Too much choice – it’s the modern disease.
The artistic cure of course is to settle down stop and really LOOK. While I can see that focused working from a single fixed point on a single view would stop my attention wandering I just can’t subscribe to a doctrine of simply painting what is there.
So there you have it – over 500 words in and I’m finally getting to that which ruined my social life for a year induced painters block and compelled me to renew this long neglected blog.
The problem – and write this on your studio wall – is Reality. Reality it turns out is a slippery concept. For instance if we were to paint precisely what was in front of us, would that in itself, make the painting more real?
Obviously not, simply by transposing the real three dimensional world onto a 2D plane we take a huge step away from what it really looked like. Then of course we have to take into account that even if we could paint a 3D image of our subject, it still wouldn’t be temporal, or personal, or experiential. Videos are compelling but they are not adequate substitutes for first hand experience.
No, to be useful a painting has to do something more, be something more say something more than a mere facsimile, it has to exist in and on its own terms.
So there you have it, that’s why I reject painting simply what I see, it’s pointless. it’s silly and I have a great camera on my phone.
Now, I know that its fashionable to be polarised in these days of hard Brexit, but I take the eccentric view that the middle ground isn’t a bad place to be, and while I’m clear that painting shouldn’t try to be a facsimile, I’m also of the opinion that pure abstraction is generally a bit of a cop out.
I’m no more going to paint a canvas plain blue and claim its my way of ‘experiencing the meditative spirituality of the Dales’ than I am of being an inefficient camera. No, for me the art follows the subject, impulse leads inspiration and authenticity is always key.
My problem was then how to capture the reality of the subject, visualise my experience of it and engender a sense of its temporality without resorting to – as Patrick Heron memorably termed them – the twin heresies of strictly figurative or purely abstract painting?
So that was my question – the answer as usual came from having a cup of tea.
In this case I was lecturing and discussing this very point, when inspiration struck. ‘You see this cop of tea?’ I said holding it aloft, ‘and notice that its being held by the handle?’ My students nodded warily, no doubt wondering where I was going with this or whether I was on medication.
‘Now you can’t see the handle’ said I turning the cup around , ‘but does that mean it’s not there?’, I asked, hoping the point had stuck.
The point , as I’m sure you’ve guessed is this – is it more ‘real’ to paint merely the instance of what we are seeing from a fixed view, or should we paint what we know to be there.
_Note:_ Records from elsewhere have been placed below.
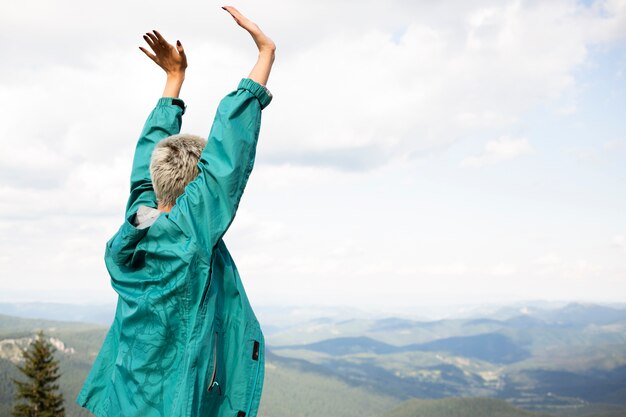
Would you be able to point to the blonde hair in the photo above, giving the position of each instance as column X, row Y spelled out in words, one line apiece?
column 174, row 164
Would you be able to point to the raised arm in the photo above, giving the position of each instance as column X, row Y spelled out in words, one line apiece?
column 164, row 120
column 208, row 206
column 267, row 49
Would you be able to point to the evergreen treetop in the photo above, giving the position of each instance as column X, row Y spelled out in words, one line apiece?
column 39, row 393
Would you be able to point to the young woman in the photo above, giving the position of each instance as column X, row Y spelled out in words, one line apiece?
column 185, row 341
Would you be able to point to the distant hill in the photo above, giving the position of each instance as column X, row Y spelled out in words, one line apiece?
column 459, row 407
column 491, row 347
column 569, row 360
column 100, row 314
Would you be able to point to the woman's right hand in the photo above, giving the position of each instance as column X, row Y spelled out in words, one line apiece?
column 265, row 44
column 169, row 57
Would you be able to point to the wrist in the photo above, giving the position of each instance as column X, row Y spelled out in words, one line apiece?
column 176, row 76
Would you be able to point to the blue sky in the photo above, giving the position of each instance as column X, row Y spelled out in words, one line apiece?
column 414, row 154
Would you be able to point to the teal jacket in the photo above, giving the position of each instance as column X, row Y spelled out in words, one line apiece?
column 184, row 341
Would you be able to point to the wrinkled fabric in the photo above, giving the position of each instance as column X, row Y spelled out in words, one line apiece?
column 185, row 340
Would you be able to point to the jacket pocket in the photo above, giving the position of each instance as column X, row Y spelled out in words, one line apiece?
column 213, row 384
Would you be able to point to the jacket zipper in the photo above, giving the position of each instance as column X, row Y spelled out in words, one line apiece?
column 214, row 374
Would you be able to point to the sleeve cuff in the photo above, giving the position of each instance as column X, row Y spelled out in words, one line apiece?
column 259, row 91
column 171, row 101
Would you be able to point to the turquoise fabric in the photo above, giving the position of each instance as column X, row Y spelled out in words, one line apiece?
column 185, row 340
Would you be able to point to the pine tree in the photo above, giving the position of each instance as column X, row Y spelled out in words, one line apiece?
column 41, row 390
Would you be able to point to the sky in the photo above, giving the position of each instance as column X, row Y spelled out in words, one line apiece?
column 415, row 153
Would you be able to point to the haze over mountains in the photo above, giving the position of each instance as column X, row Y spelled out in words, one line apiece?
column 564, row 360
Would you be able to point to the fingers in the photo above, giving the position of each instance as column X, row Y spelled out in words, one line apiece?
column 148, row 54
column 151, row 41
column 179, row 48
column 239, row 18
column 159, row 37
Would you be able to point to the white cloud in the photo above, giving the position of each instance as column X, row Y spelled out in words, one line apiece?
column 619, row 241
column 501, row 149
column 353, row 97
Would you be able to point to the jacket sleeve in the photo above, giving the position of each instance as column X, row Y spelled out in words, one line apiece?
column 208, row 206
column 164, row 120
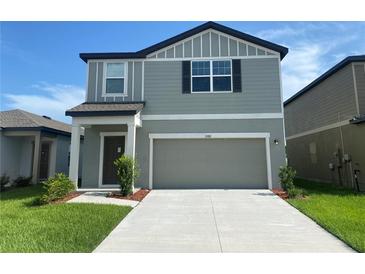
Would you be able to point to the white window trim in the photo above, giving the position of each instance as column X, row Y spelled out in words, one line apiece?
column 211, row 76
column 122, row 94
column 234, row 135
column 101, row 156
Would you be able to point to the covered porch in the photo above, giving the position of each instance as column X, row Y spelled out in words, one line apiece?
column 109, row 131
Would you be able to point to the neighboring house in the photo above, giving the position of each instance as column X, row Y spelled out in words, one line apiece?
column 202, row 109
column 324, row 125
column 33, row 145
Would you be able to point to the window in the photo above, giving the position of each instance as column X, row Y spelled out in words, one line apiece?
column 211, row 76
column 115, row 79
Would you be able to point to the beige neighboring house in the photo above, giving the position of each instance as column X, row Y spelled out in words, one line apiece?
column 33, row 145
column 325, row 126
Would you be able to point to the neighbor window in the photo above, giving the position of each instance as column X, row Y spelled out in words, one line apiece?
column 211, row 76
column 115, row 78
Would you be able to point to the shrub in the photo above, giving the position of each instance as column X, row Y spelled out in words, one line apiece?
column 4, row 180
column 127, row 172
column 22, row 181
column 56, row 187
column 286, row 175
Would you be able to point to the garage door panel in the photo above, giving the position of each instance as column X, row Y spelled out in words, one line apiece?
column 209, row 163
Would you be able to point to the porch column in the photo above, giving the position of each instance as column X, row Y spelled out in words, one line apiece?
column 36, row 157
column 131, row 140
column 74, row 153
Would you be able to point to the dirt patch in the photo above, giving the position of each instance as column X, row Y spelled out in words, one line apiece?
column 281, row 193
column 137, row 196
column 67, row 198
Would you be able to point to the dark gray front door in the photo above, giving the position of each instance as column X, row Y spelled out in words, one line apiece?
column 209, row 163
column 113, row 148
column 44, row 161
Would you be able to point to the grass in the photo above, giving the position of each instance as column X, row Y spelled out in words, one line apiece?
column 340, row 211
column 53, row 228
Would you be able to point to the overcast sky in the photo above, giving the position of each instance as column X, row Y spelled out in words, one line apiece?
column 42, row 73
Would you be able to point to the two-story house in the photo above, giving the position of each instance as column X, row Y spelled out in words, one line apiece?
column 202, row 109
column 324, row 126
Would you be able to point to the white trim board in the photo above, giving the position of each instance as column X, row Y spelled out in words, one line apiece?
column 101, row 155
column 213, row 135
column 212, row 116
column 334, row 125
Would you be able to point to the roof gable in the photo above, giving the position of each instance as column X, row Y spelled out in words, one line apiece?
column 229, row 32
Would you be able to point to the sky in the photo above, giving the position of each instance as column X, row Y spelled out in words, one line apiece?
column 41, row 72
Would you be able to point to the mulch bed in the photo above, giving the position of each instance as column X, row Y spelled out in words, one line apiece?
column 67, row 198
column 281, row 193
column 137, row 196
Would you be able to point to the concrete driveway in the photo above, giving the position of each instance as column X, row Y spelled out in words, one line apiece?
column 218, row 221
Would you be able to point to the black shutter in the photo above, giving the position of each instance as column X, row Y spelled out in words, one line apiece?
column 236, row 74
column 186, row 77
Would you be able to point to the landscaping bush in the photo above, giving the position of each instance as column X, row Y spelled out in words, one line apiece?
column 4, row 180
column 56, row 187
column 22, row 181
column 286, row 175
column 127, row 172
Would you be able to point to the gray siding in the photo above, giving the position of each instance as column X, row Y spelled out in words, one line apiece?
column 224, row 45
column 214, row 163
column 95, row 83
column 260, row 90
column 215, row 44
column 313, row 164
column 360, row 85
column 331, row 101
column 196, row 47
column 63, row 148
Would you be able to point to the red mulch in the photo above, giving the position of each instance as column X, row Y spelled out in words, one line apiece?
column 137, row 196
column 67, row 198
column 281, row 193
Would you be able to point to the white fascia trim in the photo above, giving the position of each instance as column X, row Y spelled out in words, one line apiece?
column 209, row 135
column 339, row 124
column 213, row 116
column 234, row 135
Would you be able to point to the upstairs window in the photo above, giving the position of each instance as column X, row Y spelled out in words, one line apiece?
column 211, row 76
column 115, row 79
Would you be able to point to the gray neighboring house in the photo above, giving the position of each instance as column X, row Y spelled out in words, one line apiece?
column 200, row 110
column 33, row 145
column 325, row 125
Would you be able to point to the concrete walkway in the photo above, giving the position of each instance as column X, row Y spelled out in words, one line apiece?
column 218, row 221
column 100, row 198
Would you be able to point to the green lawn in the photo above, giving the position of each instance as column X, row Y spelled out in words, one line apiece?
column 53, row 228
column 340, row 211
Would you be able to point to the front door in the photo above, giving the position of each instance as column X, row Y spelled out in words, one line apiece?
column 113, row 148
column 44, row 161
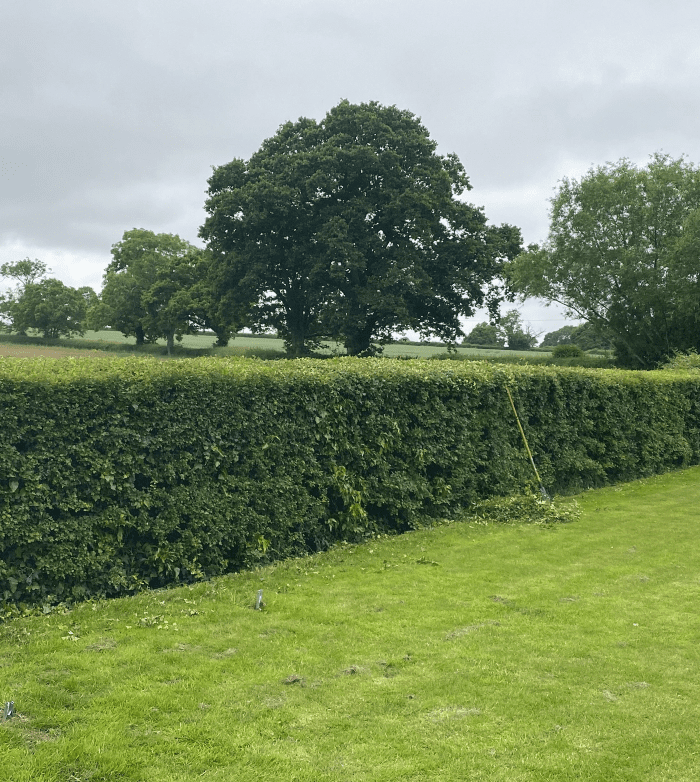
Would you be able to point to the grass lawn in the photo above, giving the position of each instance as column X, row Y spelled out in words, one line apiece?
column 465, row 652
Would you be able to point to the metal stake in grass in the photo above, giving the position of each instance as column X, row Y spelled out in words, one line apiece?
column 543, row 491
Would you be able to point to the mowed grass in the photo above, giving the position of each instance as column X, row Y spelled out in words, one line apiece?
column 464, row 652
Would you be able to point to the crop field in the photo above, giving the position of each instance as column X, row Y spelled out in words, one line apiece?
column 469, row 651
column 96, row 341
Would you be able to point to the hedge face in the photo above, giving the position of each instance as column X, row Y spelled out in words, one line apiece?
column 124, row 473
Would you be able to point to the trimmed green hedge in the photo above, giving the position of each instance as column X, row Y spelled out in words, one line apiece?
column 117, row 474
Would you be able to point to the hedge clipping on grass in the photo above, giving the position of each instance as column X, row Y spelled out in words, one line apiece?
column 124, row 473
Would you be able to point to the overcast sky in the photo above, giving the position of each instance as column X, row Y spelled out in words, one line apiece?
column 113, row 113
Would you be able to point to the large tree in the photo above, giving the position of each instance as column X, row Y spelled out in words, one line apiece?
column 24, row 272
column 352, row 228
column 150, row 287
column 623, row 253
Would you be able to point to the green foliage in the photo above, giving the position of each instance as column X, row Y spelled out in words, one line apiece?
column 157, row 287
column 352, row 229
column 525, row 508
column 622, row 253
column 122, row 473
column 52, row 308
column 688, row 362
column 567, row 351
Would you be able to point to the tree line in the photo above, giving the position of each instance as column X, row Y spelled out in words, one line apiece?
column 354, row 228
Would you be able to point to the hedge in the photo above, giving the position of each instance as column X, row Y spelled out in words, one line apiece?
column 117, row 474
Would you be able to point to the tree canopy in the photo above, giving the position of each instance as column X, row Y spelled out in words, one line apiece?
column 351, row 228
column 51, row 307
column 623, row 253
column 153, row 288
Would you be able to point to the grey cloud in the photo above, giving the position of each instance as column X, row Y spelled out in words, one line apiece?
column 114, row 113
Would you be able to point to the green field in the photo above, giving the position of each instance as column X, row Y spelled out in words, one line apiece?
column 470, row 651
column 242, row 345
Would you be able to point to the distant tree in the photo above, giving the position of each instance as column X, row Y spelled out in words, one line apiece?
column 561, row 336
column 50, row 307
column 24, row 272
column 567, row 351
column 516, row 335
column 149, row 287
column 352, row 228
column 622, row 253
column 486, row 334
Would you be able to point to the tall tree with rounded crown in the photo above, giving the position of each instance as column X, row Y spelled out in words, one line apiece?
column 352, row 228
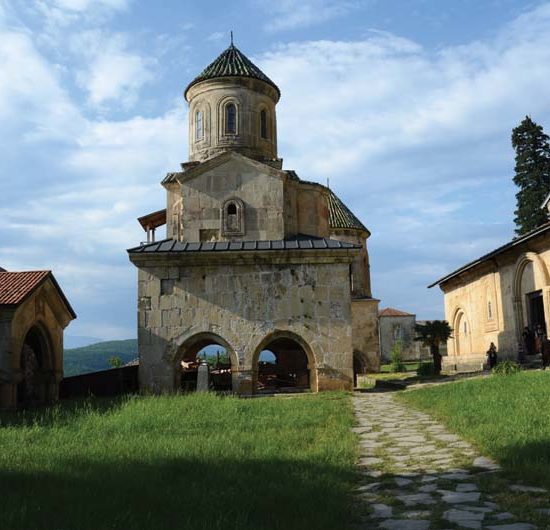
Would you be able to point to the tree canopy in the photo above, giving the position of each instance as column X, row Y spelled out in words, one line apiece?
column 532, row 174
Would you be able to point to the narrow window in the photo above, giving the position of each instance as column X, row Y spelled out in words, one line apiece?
column 199, row 128
column 231, row 119
column 263, row 124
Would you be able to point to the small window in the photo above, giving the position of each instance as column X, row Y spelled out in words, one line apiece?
column 233, row 218
column 199, row 126
column 263, row 124
column 231, row 119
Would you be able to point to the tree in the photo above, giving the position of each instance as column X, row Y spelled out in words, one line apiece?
column 115, row 362
column 432, row 334
column 532, row 174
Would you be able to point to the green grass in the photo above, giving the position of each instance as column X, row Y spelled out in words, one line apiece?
column 506, row 417
column 190, row 462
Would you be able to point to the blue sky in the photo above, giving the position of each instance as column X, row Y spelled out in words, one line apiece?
column 407, row 105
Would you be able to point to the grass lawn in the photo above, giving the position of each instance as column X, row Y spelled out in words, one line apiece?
column 507, row 418
column 190, row 462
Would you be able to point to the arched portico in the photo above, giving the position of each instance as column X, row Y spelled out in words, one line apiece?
column 224, row 362
column 294, row 367
column 531, row 294
column 36, row 365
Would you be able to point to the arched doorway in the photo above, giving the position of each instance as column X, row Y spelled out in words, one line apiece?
column 283, row 363
column 216, row 352
column 462, row 332
column 36, row 369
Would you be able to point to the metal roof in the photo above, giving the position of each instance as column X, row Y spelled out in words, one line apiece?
column 340, row 216
column 515, row 242
column 299, row 243
column 15, row 287
column 232, row 63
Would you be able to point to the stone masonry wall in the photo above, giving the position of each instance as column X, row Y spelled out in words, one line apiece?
column 242, row 304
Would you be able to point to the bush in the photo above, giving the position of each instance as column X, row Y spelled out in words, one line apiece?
column 397, row 364
column 506, row 368
column 425, row 369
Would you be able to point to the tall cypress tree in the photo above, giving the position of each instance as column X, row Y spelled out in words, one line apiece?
column 532, row 174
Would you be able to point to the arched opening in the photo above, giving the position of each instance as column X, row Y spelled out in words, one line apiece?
column 462, row 332
column 230, row 119
column 359, row 366
column 199, row 125
column 36, row 369
column 213, row 350
column 283, row 365
column 263, row 124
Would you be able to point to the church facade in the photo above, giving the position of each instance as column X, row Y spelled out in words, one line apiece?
column 255, row 260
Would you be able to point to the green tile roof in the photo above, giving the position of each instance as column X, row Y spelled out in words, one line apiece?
column 232, row 63
column 340, row 216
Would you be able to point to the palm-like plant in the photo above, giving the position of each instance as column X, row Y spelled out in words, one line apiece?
column 432, row 334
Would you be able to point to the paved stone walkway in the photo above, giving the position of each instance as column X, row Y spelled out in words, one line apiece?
column 416, row 475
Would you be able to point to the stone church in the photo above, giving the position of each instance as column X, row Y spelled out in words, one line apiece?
column 493, row 299
column 256, row 259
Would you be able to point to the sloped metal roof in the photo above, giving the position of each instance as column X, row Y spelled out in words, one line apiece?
column 299, row 243
column 340, row 216
column 232, row 63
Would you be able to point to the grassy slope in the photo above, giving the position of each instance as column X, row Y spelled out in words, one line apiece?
column 95, row 357
column 190, row 462
column 505, row 417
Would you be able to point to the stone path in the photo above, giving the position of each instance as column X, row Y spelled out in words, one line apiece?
column 416, row 475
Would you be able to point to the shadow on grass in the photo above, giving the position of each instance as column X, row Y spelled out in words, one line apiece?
column 62, row 412
column 177, row 493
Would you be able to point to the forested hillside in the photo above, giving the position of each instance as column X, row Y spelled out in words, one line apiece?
column 96, row 356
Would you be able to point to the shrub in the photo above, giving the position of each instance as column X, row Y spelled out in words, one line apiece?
column 506, row 368
column 397, row 364
column 425, row 369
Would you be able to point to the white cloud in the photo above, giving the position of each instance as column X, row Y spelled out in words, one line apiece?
column 112, row 73
column 292, row 14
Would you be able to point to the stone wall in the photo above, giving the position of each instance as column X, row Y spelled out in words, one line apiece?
column 238, row 301
column 42, row 310
column 365, row 333
column 489, row 303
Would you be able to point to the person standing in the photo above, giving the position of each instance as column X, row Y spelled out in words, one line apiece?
column 492, row 356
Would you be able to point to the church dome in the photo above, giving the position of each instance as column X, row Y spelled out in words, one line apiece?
column 232, row 63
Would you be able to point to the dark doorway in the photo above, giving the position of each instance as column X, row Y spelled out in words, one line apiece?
column 218, row 359
column 283, row 367
column 535, row 307
column 32, row 390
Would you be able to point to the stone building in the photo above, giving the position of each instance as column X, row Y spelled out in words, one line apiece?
column 33, row 314
column 494, row 297
column 256, row 259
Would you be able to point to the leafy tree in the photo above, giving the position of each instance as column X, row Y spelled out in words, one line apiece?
column 532, row 174
column 432, row 334
column 115, row 361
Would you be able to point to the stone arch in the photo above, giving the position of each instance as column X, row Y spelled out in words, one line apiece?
column 36, row 362
column 462, row 333
column 189, row 346
column 530, row 275
column 282, row 338
column 223, row 107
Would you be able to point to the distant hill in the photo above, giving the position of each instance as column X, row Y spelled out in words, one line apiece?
column 95, row 356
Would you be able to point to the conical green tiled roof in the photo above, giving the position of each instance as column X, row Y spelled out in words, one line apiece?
column 340, row 216
column 232, row 63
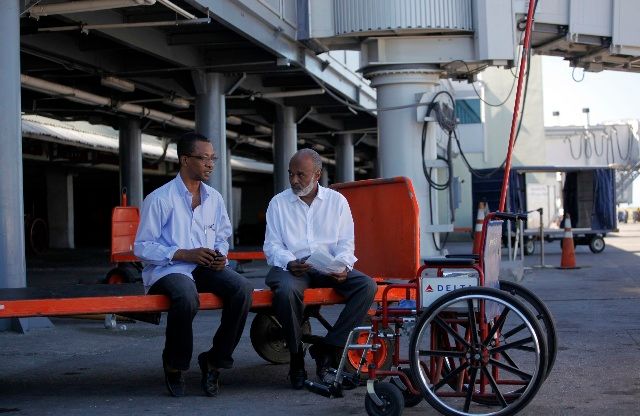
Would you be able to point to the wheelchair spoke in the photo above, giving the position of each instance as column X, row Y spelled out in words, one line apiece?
column 520, row 344
column 508, row 359
column 494, row 385
column 449, row 376
column 472, row 322
column 514, row 331
column 451, row 331
column 440, row 353
column 512, row 369
column 497, row 326
column 471, row 388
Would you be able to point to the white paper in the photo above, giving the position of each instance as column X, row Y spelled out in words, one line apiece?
column 325, row 262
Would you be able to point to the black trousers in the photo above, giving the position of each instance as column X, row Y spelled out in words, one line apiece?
column 236, row 292
column 359, row 290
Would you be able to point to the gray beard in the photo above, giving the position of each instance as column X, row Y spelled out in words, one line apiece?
column 306, row 190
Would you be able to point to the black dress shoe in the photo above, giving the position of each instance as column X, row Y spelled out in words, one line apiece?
column 297, row 376
column 174, row 382
column 210, row 381
column 324, row 355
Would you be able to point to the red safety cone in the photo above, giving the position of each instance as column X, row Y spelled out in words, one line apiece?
column 477, row 235
column 568, row 260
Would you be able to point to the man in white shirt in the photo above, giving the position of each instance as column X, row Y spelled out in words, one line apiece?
column 300, row 221
column 182, row 239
Do we paint in other words , our current static, limited and incidental, view or our experience of the subject?
And that is how I solved my painters block with a cup of tea.
My current work is based purely now upon memory, recollection and the orchestration of recalled instances. It seems to offer a fuller sense of place, a feeling of temporality and something of my experience, and just for the record it did get back into the Societie National des Beaux Arts Paris Salon – so Boris willing – I’ll see you in Paris this December.